While these numbers are bad, they could have been a lot worse. Financial aid from the government, unemployment benefits, severances, tax delays and businesses receiving their Paycheck Protection Program loans to keep employees paid has helped to keep these numbers lower.
Borrowers do need to understand that some lenders may offer some assistance and deferrals, but some lenders and creditors may still count these as “negative events” when it comes to credit score measures. Many lenders and potential employers are likely to be a tad more lenient and understanding when it comes to evaluating an application in the aftermath of the coronavirus recession because it hit tens of millions of people suddenly and almost equally.
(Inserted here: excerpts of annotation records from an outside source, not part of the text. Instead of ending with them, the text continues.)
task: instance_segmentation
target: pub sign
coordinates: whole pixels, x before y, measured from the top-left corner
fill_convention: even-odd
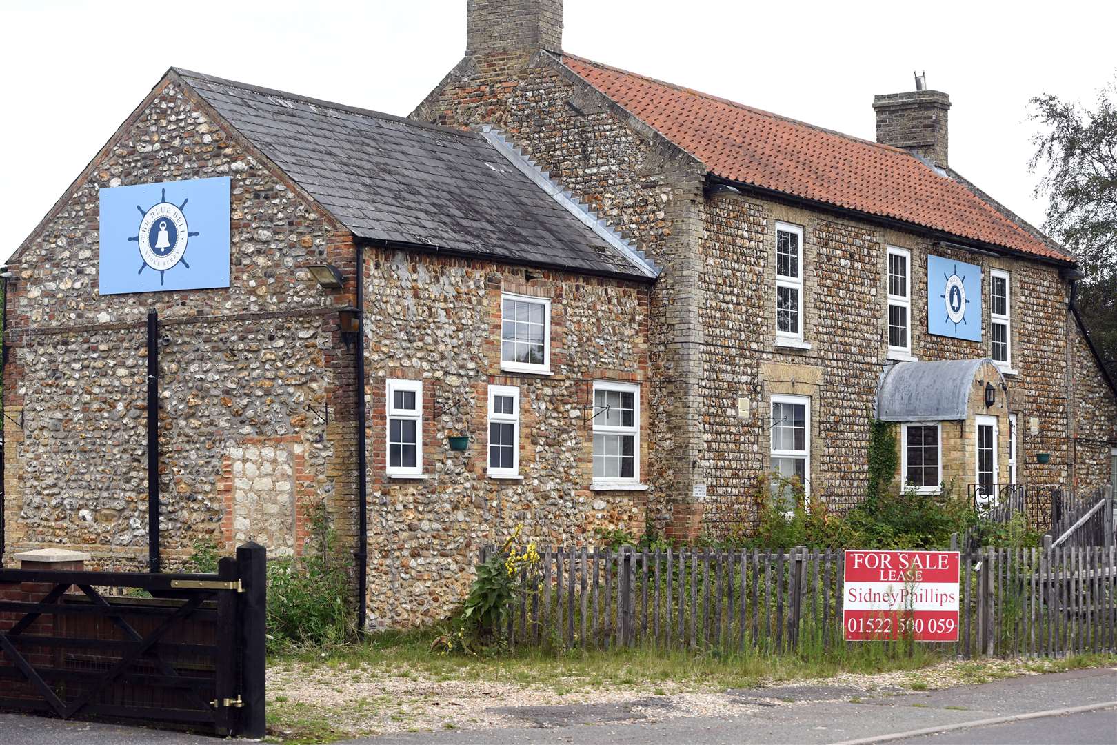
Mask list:
[[[101,190],[102,295],[229,286],[230,178]]]
[[[927,332],[981,341],[981,267],[927,256]]]

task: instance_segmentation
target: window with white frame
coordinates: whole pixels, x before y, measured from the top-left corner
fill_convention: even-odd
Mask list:
[[[993,357],[993,362],[1004,367],[1012,364],[1012,290],[1010,284],[1008,271],[993,269],[990,273],[990,356]]]
[[[911,252],[888,247],[888,351],[911,353]]]
[[[942,493],[942,430],[938,423],[904,424],[903,429],[903,488],[919,494]]]
[[[775,335],[803,341],[803,229],[775,223]]]
[[[422,381],[388,381],[386,472],[422,474]]]
[[[519,389],[489,385],[488,475],[519,475]]]
[[[551,300],[500,295],[500,367],[515,372],[551,372]]]
[[[803,395],[772,397],[772,472],[798,478],[809,490],[811,474],[811,400]]]
[[[640,480],[640,386],[593,384],[593,480]]]

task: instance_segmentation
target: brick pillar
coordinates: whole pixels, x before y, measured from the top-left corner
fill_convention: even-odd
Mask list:
[[[52,570],[59,572],[82,572],[85,570],[85,562],[89,560],[89,554],[80,551],[66,551],[65,548],[39,548],[37,551],[25,551],[12,556],[19,562],[21,570],[44,571]],[[49,582],[20,582],[18,584],[0,584],[0,594],[6,600],[20,600],[28,603],[40,602],[42,598],[54,588]],[[21,613],[0,614],[0,629],[8,630],[15,625]],[[40,615],[25,633],[34,636],[57,636],[60,631],[61,619],[52,613]],[[27,661],[35,667],[58,667],[61,662],[61,650],[51,652],[39,647],[32,648],[35,651],[27,653]]]
[[[89,554],[66,548],[38,548],[12,556],[21,570],[51,570],[58,572],[84,572]]]

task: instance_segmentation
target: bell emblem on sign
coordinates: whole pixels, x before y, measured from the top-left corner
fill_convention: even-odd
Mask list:
[[[171,241],[166,236],[166,222],[160,221],[159,236],[155,237],[155,248],[170,248]]]

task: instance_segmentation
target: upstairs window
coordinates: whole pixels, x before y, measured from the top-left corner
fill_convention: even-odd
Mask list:
[[[488,475],[519,475],[519,389],[515,386],[489,385]]]
[[[798,478],[808,490],[811,472],[811,400],[802,395],[772,397],[772,467],[784,478]]]
[[[389,476],[422,474],[422,381],[388,381]]]
[[[939,494],[943,466],[938,424],[904,424],[903,488],[919,494]]]
[[[775,336],[803,341],[803,229],[775,223]]]
[[[640,386],[599,381],[593,384],[593,480],[640,479]]]
[[[500,367],[551,372],[551,300],[509,293],[500,296]]]
[[[1012,297],[1009,273],[993,269],[989,293],[990,356],[1002,367],[1012,365]]]
[[[888,247],[888,351],[911,353],[911,252]]]

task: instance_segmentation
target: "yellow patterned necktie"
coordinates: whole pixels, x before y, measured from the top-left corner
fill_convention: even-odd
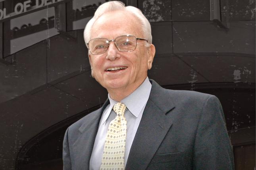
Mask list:
[[[124,170],[127,122],[126,106],[119,102],[113,110],[117,116],[110,123],[104,145],[100,170]]]

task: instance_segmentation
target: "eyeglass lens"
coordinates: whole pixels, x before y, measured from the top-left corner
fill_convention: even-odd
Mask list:
[[[110,42],[115,42],[115,44],[121,51],[129,52],[133,51],[136,47],[136,38],[133,36],[122,36],[116,38],[115,40],[99,38],[91,40],[89,43],[90,51],[93,54],[105,53],[108,47]]]

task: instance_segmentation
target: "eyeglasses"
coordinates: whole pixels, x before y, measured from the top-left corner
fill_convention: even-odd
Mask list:
[[[86,44],[89,51],[92,54],[104,54],[107,51],[110,42],[115,42],[118,50],[123,52],[130,52],[135,50],[137,45],[137,40],[146,40],[137,38],[134,36],[125,35],[119,36],[114,40],[108,40],[104,38],[94,38],[90,40]]]

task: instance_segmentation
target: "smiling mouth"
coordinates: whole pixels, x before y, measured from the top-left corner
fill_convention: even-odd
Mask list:
[[[106,71],[116,71],[119,70],[124,70],[127,68],[127,67],[110,67],[108,68]]]

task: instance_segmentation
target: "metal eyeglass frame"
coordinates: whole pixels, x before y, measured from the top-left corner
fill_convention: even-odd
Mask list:
[[[135,47],[134,47],[134,49],[133,49],[132,50],[129,50],[129,51],[121,51],[121,50],[120,50],[118,48],[118,47],[117,47],[117,45],[116,45],[116,42],[115,42],[115,40],[116,40],[116,39],[117,39],[117,38],[119,38],[119,37],[121,37],[121,36],[127,36],[127,37],[132,37],[132,37],[135,37],[135,40],[136,40],[136,44],[135,44]],[[108,47],[107,48],[107,49],[106,49],[106,51],[105,51],[104,53],[100,53],[100,54],[94,54],[93,53],[92,53],[90,51],[90,48],[89,48],[89,42],[90,42],[90,41],[91,41],[92,40],[95,40],[95,39],[98,39],[98,38],[103,38],[103,39],[104,39],[106,40],[107,40],[107,41],[108,41]],[[91,39],[91,40],[90,40],[88,43],[86,43],[86,46],[87,46],[87,48],[88,49],[88,50],[89,50],[89,51],[90,51],[90,53],[91,53],[92,54],[93,54],[93,55],[100,55],[100,54],[104,54],[104,53],[105,53],[106,52],[107,52],[107,51],[108,51],[108,47],[109,47],[110,43],[110,42],[115,42],[115,47],[116,47],[116,48],[117,48],[117,49],[118,50],[118,51],[121,51],[121,52],[130,52],[130,51],[133,51],[135,50],[135,49],[136,49],[136,47],[137,47],[137,40],[144,40],[144,41],[146,41],[147,42],[148,42],[148,40],[147,40],[144,39],[143,39],[143,38],[136,38],[136,37],[135,37],[135,36],[133,36],[133,35],[132,35],[127,34],[127,35],[122,35],[122,36],[118,36],[118,37],[116,37],[116,38],[115,38],[114,39],[113,39],[113,40],[108,40],[107,39],[106,39],[106,38],[93,38],[93,39]]]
While there may be some lenience and forgiveness that has not been there before, there is a simple challenge here. Two potential borrowers or job applicants come in and they are virtually identical in every demographic aspect and every other qualification, but one has maintained a credit score above 800 throughout the recession while one has seen their credit score fall drastically. Guess which one gets hired or approved?
April was the first month that the bad economic numbers went off the charts. May and June could be even worse, even with all states now seeing some form of reopening their economies. The question to ask is what happens over the summer when so many seasonal factors, from family vacations, home buying, home remodeling to other traditional events, face the greatest challenge either in a decade or since the 1930s.